America's first female Muslim judge found dead on New York riverbank

Sheila Abdus-Salaam was also the first black woman to be appointed to New York’s highest court.

THE FIRST MUSLIM woman to be appointed as a judge in the US has been found dead on the banks of the Hudson River in New York City.

Sheila Abdus-Salaam was reported missing on Tuesday, and her body was discovered near Harlem yesterday.

Local police said her body showed no obvious signs of trauma, and they declined to speculate on the cause of her death. A post-mortem examination is due to take place.

As well as being the first Muslim woman to be elected as a judge in the US, Abdus-Salaam, 65, was also the first black woman to be appointed to the New York’s Court of Appeals, the highest court in the state.

Leading city figures such as New York Mayor Bill de Blasio led tributes to Abdus-Salaam, with others calling her “a pioneer”, with an “unshakeable moral compass”, who will be “missed deeply”.

Abdus-Salaam graduated from Barnard College and received her law degree from Columbia Law School.

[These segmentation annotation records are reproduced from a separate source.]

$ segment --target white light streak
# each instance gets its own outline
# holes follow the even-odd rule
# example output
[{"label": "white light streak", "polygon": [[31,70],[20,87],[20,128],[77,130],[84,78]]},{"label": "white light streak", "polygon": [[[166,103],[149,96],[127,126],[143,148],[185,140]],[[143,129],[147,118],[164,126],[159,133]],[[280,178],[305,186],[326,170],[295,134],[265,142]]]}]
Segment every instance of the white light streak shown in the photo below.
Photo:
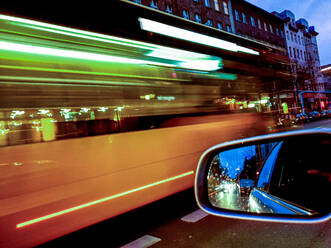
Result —
[{"label": "white light streak", "polygon": [[195,33],[189,30],[173,27],[167,24],[163,24],[160,22],[148,20],[145,18],[139,18],[140,28],[145,31],[158,33],[161,35],[166,35],[169,37],[186,40],[198,44],[203,44],[215,48],[220,48],[232,52],[244,52],[252,55],[259,55],[260,53],[249,49],[246,47],[238,46],[237,44],[225,40],[221,40],[218,38],[214,38],[211,36]]}]

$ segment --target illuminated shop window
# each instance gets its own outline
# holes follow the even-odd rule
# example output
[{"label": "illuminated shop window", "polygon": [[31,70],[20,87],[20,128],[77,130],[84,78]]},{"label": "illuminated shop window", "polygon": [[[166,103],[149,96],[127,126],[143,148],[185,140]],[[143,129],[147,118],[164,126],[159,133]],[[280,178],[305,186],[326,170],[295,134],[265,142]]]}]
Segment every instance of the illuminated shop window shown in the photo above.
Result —
[{"label": "illuminated shop window", "polygon": [[195,14],[195,21],[201,23],[201,16],[199,14]]},{"label": "illuminated shop window", "polygon": [[228,6],[228,2],[227,1],[223,1],[223,7],[224,7],[224,13],[226,15],[229,14],[229,6]]},{"label": "illuminated shop window", "polygon": [[185,18],[185,19],[189,19],[189,16],[188,16],[188,12],[187,12],[187,10],[183,10],[183,17]]},{"label": "illuminated shop window", "polygon": [[234,15],[235,15],[236,21],[240,21],[238,10],[236,10],[236,9],[234,10]]},{"label": "illuminated shop window", "polygon": [[205,23],[205,25],[209,26],[209,27],[212,27],[213,26],[213,22],[212,20],[208,19]]},{"label": "illuminated shop window", "polygon": [[169,13],[169,14],[172,14],[172,7],[167,5],[166,7],[166,11]]},{"label": "illuminated shop window", "polygon": [[247,23],[245,13],[243,12],[241,15],[242,15],[242,17],[243,17],[243,23]]},{"label": "illuminated shop window", "polygon": [[264,31],[267,31],[268,32],[268,28],[267,28],[267,24],[264,23]]},{"label": "illuminated shop window", "polygon": [[262,29],[262,25],[261,25],[260,19],[257,20],[257,26],[259,27],[259,29]]},{"label": "illuminated shop window", "polygon": [[253,16],[251,16],[251,24],[252,24],[252,27],[255,27],[255,20],[254,20]]},{"label": "illuminated shop window", "polygon": [[157,9],[157,1],[156,0],[152,0],[149,2],[149,6],[152,7],[153,9]]}]

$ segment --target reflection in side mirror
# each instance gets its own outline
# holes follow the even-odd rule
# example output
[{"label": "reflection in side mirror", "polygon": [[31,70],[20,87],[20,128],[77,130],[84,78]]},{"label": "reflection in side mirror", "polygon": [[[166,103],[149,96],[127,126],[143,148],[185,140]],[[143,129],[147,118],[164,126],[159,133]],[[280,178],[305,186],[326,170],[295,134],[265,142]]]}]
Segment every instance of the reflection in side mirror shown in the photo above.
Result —
[{"label": "reflection in side mirror", "polygon": [[207,151],[196,178],[198,204],[216,215],[329,215],[330,133],[281,136],[230,142]]}]

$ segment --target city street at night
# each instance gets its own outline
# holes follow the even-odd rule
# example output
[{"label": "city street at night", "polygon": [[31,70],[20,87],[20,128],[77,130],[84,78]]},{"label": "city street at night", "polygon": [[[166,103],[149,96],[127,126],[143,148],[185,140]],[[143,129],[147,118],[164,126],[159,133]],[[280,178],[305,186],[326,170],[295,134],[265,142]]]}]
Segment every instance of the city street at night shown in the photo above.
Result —
[{"label": "city street at night", "polygon": [[[301,128],[330,128],[331,119]],[[193,189],[46,243],[64,247],[309,247],[331,246],[331,222],[284,224],[207,215]]]},{"label": "city street at night", "polygon": [[331,247],[330,13],[3,1],[0,248]]}]

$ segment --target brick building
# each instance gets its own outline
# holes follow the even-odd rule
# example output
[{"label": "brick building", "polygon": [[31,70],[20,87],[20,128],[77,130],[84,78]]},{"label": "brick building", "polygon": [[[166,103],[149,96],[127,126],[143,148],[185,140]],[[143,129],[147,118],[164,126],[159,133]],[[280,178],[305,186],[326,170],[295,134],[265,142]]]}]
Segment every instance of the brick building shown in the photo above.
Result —
[{"label": "brick building", "polygon": [[318,93],[326,90],[320,72],[316,40],[318,33],[313,26],[309,26],[307,20],[303,18],[296,20],[293,12],[289,10],[281,13],[273,12],[273,14],[285,22],[287,51],[291,73],[294,76],[293,84],[296,94],[300,96],[298,102],[300,105],[303,104],[306,111],[322,110],[321,102],[327,101],[327,97],[324,93]]}]

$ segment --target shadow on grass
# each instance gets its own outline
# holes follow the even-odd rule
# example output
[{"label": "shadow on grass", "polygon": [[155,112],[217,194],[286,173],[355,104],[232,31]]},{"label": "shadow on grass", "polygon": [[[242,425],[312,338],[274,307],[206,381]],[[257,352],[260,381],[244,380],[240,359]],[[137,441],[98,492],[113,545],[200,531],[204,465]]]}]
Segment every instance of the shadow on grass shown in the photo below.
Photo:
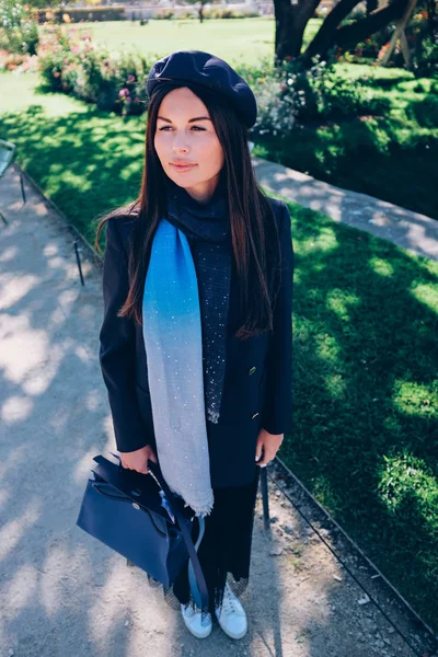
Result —
[{"label": "shadow on grass", "polygon": [[[65,117],[43,107],[2,114],[0,130],[16,160],[89,241],[97,215],[132,200],[141,182],[142,117],[124,119],[90,106]],[[93,221],[94,220],[94,221]]]},{"label": "shadow on grass", "polygon": [[362,117],[297,128],[281,147],[261,143],[272,161],[438,218],[436,131],[411,127],[407,139],[407,129],[394,118]]},{"label": "shadow on grass", "polygon": [[[137,196],[142,117],[34,106],[0,128],[90,241],[97,215]],[[438,627],[438,265],[290,207],[295,431],[281,456]]]}]

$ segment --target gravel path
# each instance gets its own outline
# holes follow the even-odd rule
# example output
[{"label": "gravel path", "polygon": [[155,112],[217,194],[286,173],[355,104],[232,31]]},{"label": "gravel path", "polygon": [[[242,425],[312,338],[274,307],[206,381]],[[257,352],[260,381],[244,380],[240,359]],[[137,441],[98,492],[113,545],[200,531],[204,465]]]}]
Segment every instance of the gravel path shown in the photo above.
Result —
[{"label": "gravel path", "polygon": [[[84,249],[81,286],[73,230],[28,183],[26,193],[23,206],[10,168],[0,180],[0,657],[415,655],[274,479],[274,540],[258,498],[239,642],[217,624],[193,637],[145,573],[76,527],[92,457],[114,450],[97,360],[101,273]],[[425,652],[424,631],[390,591],[377,595]]]}]

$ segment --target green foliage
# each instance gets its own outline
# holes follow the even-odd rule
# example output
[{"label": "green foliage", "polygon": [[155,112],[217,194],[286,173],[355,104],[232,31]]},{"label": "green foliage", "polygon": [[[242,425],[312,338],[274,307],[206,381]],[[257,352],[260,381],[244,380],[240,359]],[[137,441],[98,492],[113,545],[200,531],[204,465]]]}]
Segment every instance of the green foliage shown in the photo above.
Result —
[{"label": "green foliage", "polygon": [[281,79],[283,97],[301,123],[378,115],[390,108],[389,100],[361,84],[360,79],[351,84],[337,71],[333,58],[325,61],[314,57],[311,67],[300,59],[286,61]]},{"label": "green foliage", "polygon": [[412,103],[408,115],[425,128],[438,128],[438,95],[430,94]]},{"label": "green foliage", "polygon": [[[296,123],[281,141],[260,137],[254,154],[426,214],[435,204],[438,216],[438,134],[407,118],[431,81],[403,70],[372,70],[372,78],[365,78],[365,67],[336,70],[351,85],[359,77],[383,91],[390,115]],[[254,68],[261,88],[268,72],[265,65]],[[4,90],[9,106],[18,96],[22,105],[0,114],[0,132],[92,241],[94,218],[138,194],[145,118],[42,94],[30,76],[2,78],[2,97]],[[289,205],[297,256],[295,430],[280,457],[438,627],[438,265]]]},{"label": "green foliage", "polygon": [[35,55],[38,28],[20,0],[0,0],[0,48],[9,53]]},{"label": "green foliage", "polygon": [[145,111],[145,79],[151,62],[132,53],[110,53],[74,28],[56,25],[38,51],[42,79],[50,91],[61,91],[100,110],[118,114]]},{"label": "green foliage", "polygon": [[124,5],[103,7],[68,7],[50,8],[44,7],[32,10],[38,23],[64,23],[64,15],[69,16],[67,22],[79,23],[83,21],[125,21]]}]

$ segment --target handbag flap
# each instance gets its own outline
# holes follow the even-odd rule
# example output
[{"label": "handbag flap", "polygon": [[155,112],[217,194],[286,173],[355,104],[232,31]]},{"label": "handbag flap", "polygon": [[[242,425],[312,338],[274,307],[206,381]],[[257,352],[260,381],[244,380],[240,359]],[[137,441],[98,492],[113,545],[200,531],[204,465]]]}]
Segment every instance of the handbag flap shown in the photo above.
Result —
[{"label": "handbag flap", "polygon": [[169,519],[166,510],[161,506],[160,487],[152,476],[120,468],[102,454],[94,457],[93,461],[96,462],[96,465],[92,468],[92,472],[97,476],[112,484],[132,502]]}]

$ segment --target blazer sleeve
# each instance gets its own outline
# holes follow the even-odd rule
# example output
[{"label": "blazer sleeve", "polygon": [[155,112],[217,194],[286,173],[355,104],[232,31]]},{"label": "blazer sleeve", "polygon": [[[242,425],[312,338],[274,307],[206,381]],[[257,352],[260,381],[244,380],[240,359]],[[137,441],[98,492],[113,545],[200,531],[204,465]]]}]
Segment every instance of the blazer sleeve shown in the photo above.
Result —
[{"label": "blazer sleeve", "polygon": [[267,355],[266,397],[262,427],[269,434],[292,430],[292,288],[295,254],[289,209],[283,203],[279,222],[281,284],[274,307],[274,330]]},{"label": "blazer sleeve", "polygon": [[117,229],[117,218],[111,218],[106,222],[102,278],[104,315],[99,336],[99,358],[120,452],[135,451],[148,443],[135,391],[134,320],[117,316],[128,287],[127,254]]}]

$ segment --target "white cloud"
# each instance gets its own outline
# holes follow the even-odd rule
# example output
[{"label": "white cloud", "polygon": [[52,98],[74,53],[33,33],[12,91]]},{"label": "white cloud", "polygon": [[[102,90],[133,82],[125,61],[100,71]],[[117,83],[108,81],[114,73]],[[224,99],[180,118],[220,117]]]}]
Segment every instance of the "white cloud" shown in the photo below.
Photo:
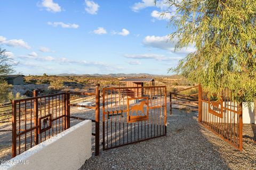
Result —
[{"label": "white cloud", "polygon": [[37,54],[35,52],[33,52],[32,53],[28,54],[28,55],[32,57],[37,57],[38,56]]},{"label": "white cloud", "polygon": [[165,20],[169,21],[171,17],[175,14],[175,13],[165,13],[162,15],[162,13],[161,12],[154,10],[151,13],[151,16],[158,20]]},{"label": "white cloud", "polygon": [[7,56],[9,58],[13,58],[13,57],[14,56],[14,54],[11,52],[5,52],[4,53],[4,54],[6,56]]},{"label": "white cloud", "polygon": [[45,7],[47,11],[53,13],[61,11],[61,7],[60,5],[56,3],[54,3],[53,0],[43,0],[40,5]]},{"label": "white cloud", "polygon": [[40,60],[44,61],[52,61],[55,60],[55,58],[52,56],[42,57],[39,58]]},{"label": "white cloud", "polygon": [[140,65],[141,63],[138,60],[132,60],[128,62],[128,63],[131,65]]},{"label": "white cloud", "polygon": [[163,10],[166,9],[168,7],[168,5],[165,2],[165,0],[156,1],[156,4],[155,4],[154,0],[142,0],[140,2],[135,3],[132,6],[132,10],[134,12],[139,12],[140,10],[148,7],[155,6]]},{"label": "white cloud", "polygon": [[43,61],[53,61],[58,60],[52,56],[41,57],[41,56],[38,56],[37,55],[31,55],[31,54],[33,54],[31,53],[28,54],[28,55],[20,55],[18,56],[18,57],[22,59],[25,59],[25,60],[30,59],[30,60],[35,60]]},{"label": "white cloud", "polygon": [[77,29],[79,27],[79,26],[78,24],[73,23],[65,23],[62,22],[47,22],[47,24],[50,26],[53,26],[53,27],[58,27],[58,26],[60,26],[62,28],[74,28],[74,29]]},{"label": "white cloud", "polygon": [[107,33],[107,31],[102,27],[98,27],[97,30],[93,31],[93,32],[96,34],[105,34]]},{"label": "white cloud", "polygon": [[116,65],[110,65],[100,62],[91,62],[85,60],[72,60],[67,58],[62,58],[57,60],[61,64],[77,64],[86,66],[98,67],[101,69],[113,71],[116,70],[123,70],[123,68]]},{"label": "white cloud", "polygon": [[3,36],[0,36],[0,44],[5,44],[8,46],[20,47],[26,49],[29,49],[31,48],[28,45],[28,43],[24,41],[24,40],[22,39],[7,40],[5,37]]},{"label": "white cloud", "polygon": [[93,1],[85,0],[85,2],[86,6],[85,11],[90,14],[97,14],[100,6]]},{"label": "white cloud", "polygon": [[179,60],[182,59],[181,57],[166,57],[164,55],[157,54],[125,54],[124,56],[127,58],[132,59],[151,59],[160,61],[170,61]]},{"label": "white cloud", "polygon": [[172,53],[188,54],[196,50],[196,48],[193,45],[190,45],[187,47],[184,47],[175,51],[175,46],[178,40],[174,38],[170,40],[168,36],[159,37],[155,36],[146,36],[143,40],[142,44],[146,46],[154,47],[164,50],[169,50]]},{"label": "white cloud", "polygon": [[49,52],[52,52],[51,49],[50,49],[49,48],[45,47],[41,47],[39,50],[44,53],[49,53]]},{"label": "white cloud", "polygon": [[121,35],[121,36],[127,36],[130,34],[130,31],[128,31],[127,30],[126,30],[126,29],[123,28],[121,32],[116,32],[115,31],[112,31],[112,33],[114,34],[114,35],[117,34],[118,35]]}]

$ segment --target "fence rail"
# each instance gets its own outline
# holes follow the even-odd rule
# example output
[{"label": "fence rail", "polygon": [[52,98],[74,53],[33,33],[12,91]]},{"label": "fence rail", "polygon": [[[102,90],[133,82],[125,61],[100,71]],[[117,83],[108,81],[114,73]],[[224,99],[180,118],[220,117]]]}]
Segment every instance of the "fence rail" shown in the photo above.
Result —
[{"label": "fence rail", "polygon": [[[100,92],[99,84],[97,84],[94,93],[67,91],[38,96],[34,91],[34,97],[13,100],[13,157],[69,128],[70,118],[88,119],[70,116],[70,106],[84,106],[70,104],[70,95],[73,95],[95,96],[95,106],[89,107],[95,110],[95,120],[90,120],[95,123],[95,133],[92,134],[95,136],[95,155],[99,155]],[[6,131],[9,130],[4,130]]]}]

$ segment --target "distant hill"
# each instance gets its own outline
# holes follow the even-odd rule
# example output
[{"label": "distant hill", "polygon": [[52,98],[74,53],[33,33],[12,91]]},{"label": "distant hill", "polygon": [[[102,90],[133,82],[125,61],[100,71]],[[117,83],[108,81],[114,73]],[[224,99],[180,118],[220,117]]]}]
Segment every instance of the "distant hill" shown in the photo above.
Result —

She started her career as a staff attorney for East Brooklyn Legal Services, and served as a judge in Manhattan state Supreme Court for 14 years, according to the state court’s website.

Sheila Abdus Salaam, Craig Alfred, Rachel Kretser Abdus-Salaam receives applause after her confirmation to serve on the Court of Appeals in 2013. Mike Groll / AP Photo Mike Groll / AP Photo / AP Photo

The president of the New York State Bar Association, Claire P Gutekunst, said Abdus-Salaam grew up poor in a family of seven children in Washington, DC, and “rose to become one of the seven judges in New York’s highest court, where her intellect, judicial temperament and wisdom earned her wide respect.”